Für viele seiner ehemaligen Bewunderer war Penderecki tot und vergessen, als er sich um 1980 mehr und mehr einer konservativen Musiksprache und den traditionellen Musikgattungen zuwandte.
Seine zweite Sinfonie trägt ausserdem noch den Untertitel «Weihnachtssinfonie», da Penderecki die Komposition an Weihnachten 1979 begann und in ihr (diskrete) Motive aus Franz Grubers «Stille Nacht» verwendete; allerdings widerspiegelt das Werk die damalige unruhige, wenig weihnachtliche Zeit in Polen. Aber damit konnte man damals provozieren wie auch sich selbst diskreditieren. Doch Penderecki ging hartnäckig seinen Weg, veröffentlichte sogar einen ambitiösen Plan für die noch zu schreibenden sinfonischen Werke.
«Sämtliche Sinfonien» verspricht nun eine Box zum 80. Geburtstag des Meisters. Doch man reibt sich etwas verwundert die Augen und zählt dann nochmals nach: Die Nummern 1, 2, 3, 4 und 5 sind lückenlos da, danach folgen jedoch nur noch Nummer 7 und 8. Keine Nr. 6?! Hat man vielleicht eine falsch zusammengestellte CD-Box erwischt?!
Die Achte: Inspiration durch Naturgedichte
Es gibt aber keinen Grund zur Panik: Penderecki hat bisher keine Sechste geschrieben, deshalb die Lücke. Geplant soll sie zwar gewesen sein, sogar als «Pastorale» nach dem Vorbild Beethovens. Daraus wurde dann jedoch die Achte, eine Liedsinfonie nach Naturgedichten von Eichendorff, Rilke, Hesse und Goethe. Goethes Gedicht in der Mitte des Werks beginnt mit den Worten «Sag ich’s euch, geliebte Bäume». Und sie erinnert so an Pendereckis grosse Passion, das Sammeln von Bäumen aus aller Herren Länder. Mit ihnen hat er bei seinem Landsitz einen ganzen Park angelegt.

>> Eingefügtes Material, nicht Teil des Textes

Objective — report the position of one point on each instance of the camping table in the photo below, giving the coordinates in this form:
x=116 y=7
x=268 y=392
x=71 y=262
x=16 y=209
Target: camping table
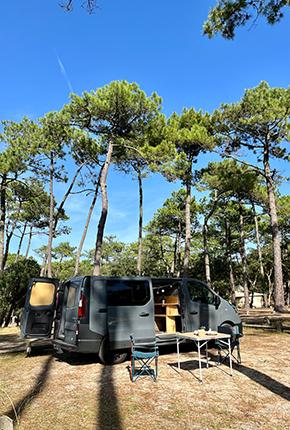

Spätromantische Musiksprache
Diese Achte entstand im ersten Jahrzehnt des 21. Jahrhunderts, trägt den Untertitel «Lieder der Vergänglichkeit» und hat wohl nicht zufällig die gleiche Nummer wie Gustav Mahlers Vokalsinfonie. Mit ihrer spätromantischen Musiksprache sind wir nicht nur zeitlich, sondern auch stilistisch meilenweit entfernt von jener Ersten aus dem Jahr 1973. Diese trägt noch Spuren von Pendereckis frühem Stil und deutet mit ihren Satztiteln «Archè» und «Dynamis» auch noch etwas den Geist der damaligen Avantgarde an.
Später schrieb Penderecki gern für etablierte Institutionen und ihre Festanlässe: Die Dritte entwickelte sich aus einem Auftrag des Lucerne Festivals zu dessen 50-jährigem Bestehen, erklang dort 1988 aber nur als Fragment, da der vielbeschäftigte Komponist nicht annähernd fertig wurde.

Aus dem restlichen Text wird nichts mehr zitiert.